Three New Brunswick businesses are teaming up to bring a mix of local food, beer and art to an historic building in uptown Saint John.
Keith Brideau, the president of Historica Developments, says the new Canterbury Carpark will open in November 2015. (CBC)
Historica Developments, owners of the Canterbury Carpark, a Victorian-era commercial building in the Trinity Royal district of Saint John, announced Thursday that Picaroons Traditional Ales, Real Food Connections and a Buckland Merrifield Art Gallery will occupy the main floor of the building.
Keith Brideau, the president of Historica Developments, says the combination of businesses will be a great addition to uptown Saint John.
“We have local food, local beer and local art. I really don’t think it gets much better than that,” said Brideau.
“It’s going to become the place to be in uptown Saint John, and probably New Brunswick, for that matter,” he said.
The upper floors of the building will be apartments.
A Historica press release states the art gallery is a partnership between Peter Buckland and Shannon Merrifield “that will bring the finest art and craft in New Brunswick to Saint John.”
Levi Lawrence, the founder of Real Food Connections, is looking forward to the expansion to Saint John. (CBC)
Levi Lawrence, the founder of Real Food Connections, a locally-sourced meat and produce supplier in Fredericton, says he is excited to become part of what he calls “one of the best food scenes” in the entire province.
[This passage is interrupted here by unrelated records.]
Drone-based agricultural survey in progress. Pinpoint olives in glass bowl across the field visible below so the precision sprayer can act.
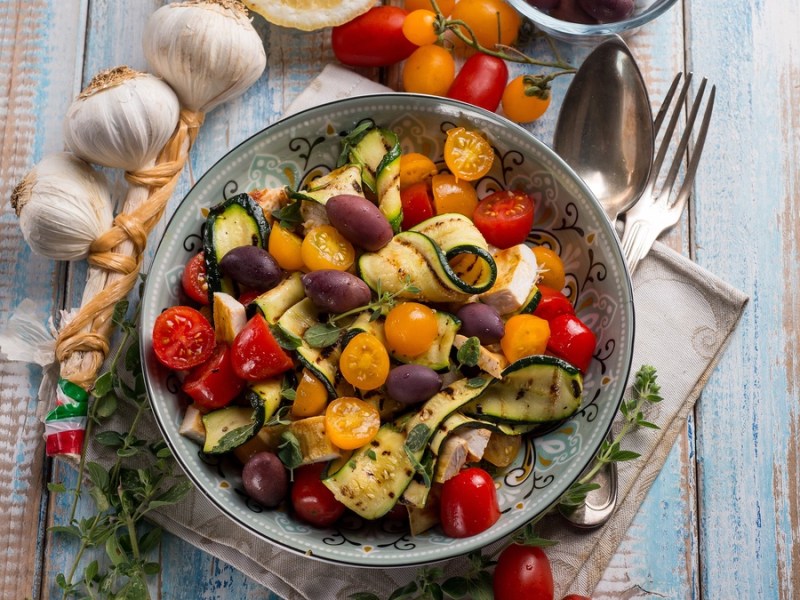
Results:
[508,0,675,45]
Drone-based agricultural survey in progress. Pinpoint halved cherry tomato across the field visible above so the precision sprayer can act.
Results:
[444,127,494,181]
[439,467,500,538]
[231,313,294,381]
[182,344,245,410]
[447,52,508,112]
[181,252,211,304]
[547,315,597,373]
[153,306,216,371]
[500,314,550,362]
[291,463,345,527]
[533,284,575,321]
[331,6,417,67]
[400,181,433,229]
[472,190,533,248]
[533,246,567,290]
[492,544,554,600]
[339,333,389,390]
[300,225,356,271]
[325,396,381,450]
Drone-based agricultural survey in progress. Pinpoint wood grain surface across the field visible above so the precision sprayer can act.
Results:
[0,0,800,600]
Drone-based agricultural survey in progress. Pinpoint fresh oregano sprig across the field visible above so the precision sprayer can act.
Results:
[48,282,191,600]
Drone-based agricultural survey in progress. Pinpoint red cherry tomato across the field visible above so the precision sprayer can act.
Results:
[291,463,345,527]
[331,6,417,67]
[153,306,215,371]
[400,181,433,229]
[472,190,533,248]
[181,252,211,304]
[547,315,597,373]
[447,53,508,112]
[183,344,245,410]
[439,467,500,538]
[492,544,554,600]
[231,313,293,381]
[533,285,575,321]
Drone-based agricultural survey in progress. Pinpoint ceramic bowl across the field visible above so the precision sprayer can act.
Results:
[508,0,676,45]
[141,94,634,568]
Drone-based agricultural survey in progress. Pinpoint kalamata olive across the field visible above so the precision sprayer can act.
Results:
[325,194,393,252]
[301,269,372,313]
[578,0,633,23]
[219,246,283,292]
[386,364,442,404]
[456,302,505,345]
[242,452,289,508]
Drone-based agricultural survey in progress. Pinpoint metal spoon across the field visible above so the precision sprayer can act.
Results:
[553,37,655,528]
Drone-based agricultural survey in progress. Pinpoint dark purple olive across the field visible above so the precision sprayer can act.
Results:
[219,246,283,292]
[301,269,372,313]
[578,0,633,23]
[456,302,506,345]
[242,452,289,508]
[386,365,442,404]
[325,194,393,252]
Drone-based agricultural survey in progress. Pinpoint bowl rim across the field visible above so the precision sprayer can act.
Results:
[139,92,636,569]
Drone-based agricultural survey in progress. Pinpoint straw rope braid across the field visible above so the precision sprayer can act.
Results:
[56,109,205,390]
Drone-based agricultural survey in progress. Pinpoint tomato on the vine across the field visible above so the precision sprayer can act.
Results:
[439,467,500,538]
[492,544,554,600]
[403,44,456,96]
[502,75,552,123]
[472,190,534,248]
[181,252,210,304]
[153,305,216,371]
[447,52,508,112]
[331,6,417,67]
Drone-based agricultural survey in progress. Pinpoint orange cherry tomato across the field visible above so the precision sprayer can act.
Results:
[300,225,356,271]
[444,127,494,181]
[500,314,550,362]
[383,302,439,356]
[339,333,389,390]
[325,396,381,450]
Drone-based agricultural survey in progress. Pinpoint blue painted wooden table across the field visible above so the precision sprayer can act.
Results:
[0,0,800,600]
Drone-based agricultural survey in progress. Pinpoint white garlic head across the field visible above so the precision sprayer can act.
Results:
[142,0,267,113]
[11,152,114,260]
[64,66,180,172]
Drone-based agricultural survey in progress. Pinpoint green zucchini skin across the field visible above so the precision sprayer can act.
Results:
[463,355,583,424]
[203,194,269,304]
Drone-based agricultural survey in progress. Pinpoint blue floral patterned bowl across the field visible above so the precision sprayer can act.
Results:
[141,94,634,567]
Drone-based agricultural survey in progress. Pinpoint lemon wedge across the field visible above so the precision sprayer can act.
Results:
[243,0,375,31]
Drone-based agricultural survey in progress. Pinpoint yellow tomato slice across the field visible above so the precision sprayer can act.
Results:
[325,396,381,450]
[444,127,494,181]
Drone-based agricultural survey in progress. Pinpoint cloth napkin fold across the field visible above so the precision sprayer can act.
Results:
[84,65,747,600]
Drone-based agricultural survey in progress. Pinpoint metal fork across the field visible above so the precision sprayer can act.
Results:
[622,73,717,274]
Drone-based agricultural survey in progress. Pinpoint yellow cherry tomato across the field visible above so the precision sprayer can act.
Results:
[431,173,478,219]
[267,223,305,271]
[444,127,494,181]
[400,152,437,189]
[500,75,552,123]
[533,246,567,291]
[383,302,439,356]
[300,225,356,271]
[292,369,328,419]
[500,314,550,362]
[403,44,456,96]
[325,396,381,450]
[403,9,439,46]
[339,333,389,390]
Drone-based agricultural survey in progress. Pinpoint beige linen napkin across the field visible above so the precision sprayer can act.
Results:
[84,66,747,600]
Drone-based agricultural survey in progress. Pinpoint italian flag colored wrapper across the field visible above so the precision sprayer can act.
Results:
[44,379,89,458]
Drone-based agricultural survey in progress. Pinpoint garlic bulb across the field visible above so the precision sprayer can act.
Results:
[143,0,267,113]
[11,152,114,260]
[64,67,180,172]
“We talked to chefs like Jessie Vergen, the East Coast Bistro, the new Port City Royal, Thandi’s, Big Tide Brewery and Happinez, you’ve got all these great businesses that are devoted to a better food product, better food source, we wanted to be a part of that,” he said.
Picaroons makes old new in Fredericton too Northampton Brewery, known for Picaroons Traditional Ales, is also expanding to the Canterbury Carpark building in the port city.
Sean Dunbar, the owner of Northampton Brewery, shows CBC’s Lauren Bird the new Fredericton brewery location, also in an historic building. (CBC)
Meanwhile, in Fredericton, the brewery is opening a new facility in another historic building, the Gibson Roundhouse.
Sean Dunbar, the owner of Northampton Brewery, said he expects the new Fredericton location to be operational by the end of July 2015.
Dunbar says the exterior shell of the roundhouse, which was built in 1885, will be preserved.
“We want to preserve its uniqueness and its character. It’s a big challenge just to make the decision to work with what we’ve got and make it into something that’s the same, but better than it used to be,” he said.
All of the original brick made in Boss Gibson’s brickyard will be stripped and repainted, while windows and flooring will be replaced.
The brewery will also pay homage to its past with a section to showcase the history of the neighbourhood and Fredericton’s railroad industry.
“It’s not going to be a museum but we want people to be aware of the connection between the past and the present,” said Dunbar.
Northampton Brewery bought the building from the city of Fredericton for $100 in 2013.
Dunbar said he expects to put between $3 and $5 million into refurbishing it.
“Had we not taken the building on, I don’t think it would be here,” he said.
Both the Canterbury Carpark and Gibson Roundhouse projects are expected to open to the public in fall 2015.